The idea is to get rid of the "energy-momentum conserving" ##\delta##-distribution. To that end you first integrate over ##\vec{p}_4=-\vec{p}_f=\vec{p}_3##. This gives you (putting all the factors ##(2\pi)## and the factor 1/4 together and use ##E_{\text{CM}}=E_1+E_2##
$$\mathrm{d} \Pi_{\text{LIPS}}=\frac{1}{16 \pi^2} \delta(E_{\text{CM}}-E_3-E_4) \frac{\mathrm{d}^3 p_3}{E_3 E_4}.$$
Now you have to get rid of the energy-conserving ##\delta##-function.

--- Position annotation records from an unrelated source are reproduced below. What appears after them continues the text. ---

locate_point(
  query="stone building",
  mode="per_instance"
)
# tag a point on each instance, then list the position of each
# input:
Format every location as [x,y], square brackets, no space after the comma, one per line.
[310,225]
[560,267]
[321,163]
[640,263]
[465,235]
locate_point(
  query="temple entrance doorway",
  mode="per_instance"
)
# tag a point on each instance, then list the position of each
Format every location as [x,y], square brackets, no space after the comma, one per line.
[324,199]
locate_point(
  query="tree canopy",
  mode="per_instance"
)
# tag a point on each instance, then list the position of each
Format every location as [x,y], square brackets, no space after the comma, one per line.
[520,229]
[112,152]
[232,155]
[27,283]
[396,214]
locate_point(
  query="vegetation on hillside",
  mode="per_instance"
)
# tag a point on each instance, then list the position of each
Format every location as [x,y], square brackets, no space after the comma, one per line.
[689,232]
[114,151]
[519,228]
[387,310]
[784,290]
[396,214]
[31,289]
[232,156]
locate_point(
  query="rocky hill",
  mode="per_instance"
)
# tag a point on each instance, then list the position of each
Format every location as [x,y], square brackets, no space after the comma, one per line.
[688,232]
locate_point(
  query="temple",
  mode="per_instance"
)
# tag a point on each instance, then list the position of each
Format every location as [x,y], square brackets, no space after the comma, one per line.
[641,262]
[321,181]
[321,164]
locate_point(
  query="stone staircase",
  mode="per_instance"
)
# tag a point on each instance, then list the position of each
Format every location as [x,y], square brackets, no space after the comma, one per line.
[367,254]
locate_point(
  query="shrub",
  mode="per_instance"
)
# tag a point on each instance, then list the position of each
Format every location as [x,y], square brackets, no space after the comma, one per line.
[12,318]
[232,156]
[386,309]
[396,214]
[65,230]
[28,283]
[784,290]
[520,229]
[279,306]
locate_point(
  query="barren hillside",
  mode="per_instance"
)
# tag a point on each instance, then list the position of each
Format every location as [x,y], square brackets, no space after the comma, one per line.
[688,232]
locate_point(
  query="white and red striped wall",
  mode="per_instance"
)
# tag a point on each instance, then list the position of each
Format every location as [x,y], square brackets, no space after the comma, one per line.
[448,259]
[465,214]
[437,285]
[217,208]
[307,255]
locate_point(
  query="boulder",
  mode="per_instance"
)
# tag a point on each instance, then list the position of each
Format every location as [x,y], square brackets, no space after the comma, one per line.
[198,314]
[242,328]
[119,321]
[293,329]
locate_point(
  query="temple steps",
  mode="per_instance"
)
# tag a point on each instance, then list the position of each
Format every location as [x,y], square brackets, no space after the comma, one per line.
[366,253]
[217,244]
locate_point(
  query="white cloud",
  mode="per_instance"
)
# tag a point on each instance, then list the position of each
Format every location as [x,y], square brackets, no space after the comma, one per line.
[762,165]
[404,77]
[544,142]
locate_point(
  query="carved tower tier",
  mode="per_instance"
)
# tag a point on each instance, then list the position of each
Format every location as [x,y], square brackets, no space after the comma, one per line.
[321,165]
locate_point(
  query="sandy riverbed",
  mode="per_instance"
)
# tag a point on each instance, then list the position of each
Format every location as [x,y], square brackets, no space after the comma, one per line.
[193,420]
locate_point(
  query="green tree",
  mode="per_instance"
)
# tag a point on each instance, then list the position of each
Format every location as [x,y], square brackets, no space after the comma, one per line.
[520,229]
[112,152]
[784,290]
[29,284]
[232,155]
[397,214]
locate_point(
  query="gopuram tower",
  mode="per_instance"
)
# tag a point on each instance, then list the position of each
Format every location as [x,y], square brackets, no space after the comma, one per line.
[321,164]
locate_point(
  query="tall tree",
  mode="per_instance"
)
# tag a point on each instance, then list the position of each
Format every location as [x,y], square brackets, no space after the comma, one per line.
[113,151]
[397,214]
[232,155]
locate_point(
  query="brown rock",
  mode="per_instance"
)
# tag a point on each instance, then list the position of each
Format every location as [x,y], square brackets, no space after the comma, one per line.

For this you note that
$$E_3^2=m_3^2+p_f^2, \quad E_4^2=m_4^2+p_f^2.$$
This means it's a good idea to introduce first spherical coordinates for the integration over ##\vec{p}_f##. The ##\delta## function can obviously be integrated out by the integral over ##p_f=|\vec{p}|_f##, and the final result is only to be integrated over the angles, which is denoted by the "solid angle", ##\mathrm{d} \Omega=\mathrm{d} \vartheta \mathrm{d} \varphi \sin \vartheta##, where ##\vartheta## and ##\varphi## are the usual spherical angular coordinates of ##\vec{p}_f##.
So finally end indeed up with Eq. (5.27) by using ##\mathrm{d}^3 p_f =\mathrm{d} p_f \mathrm{d} \Omega p_f^2## and then integrating over ##p_f## by substitution as explained in the next steps of the book.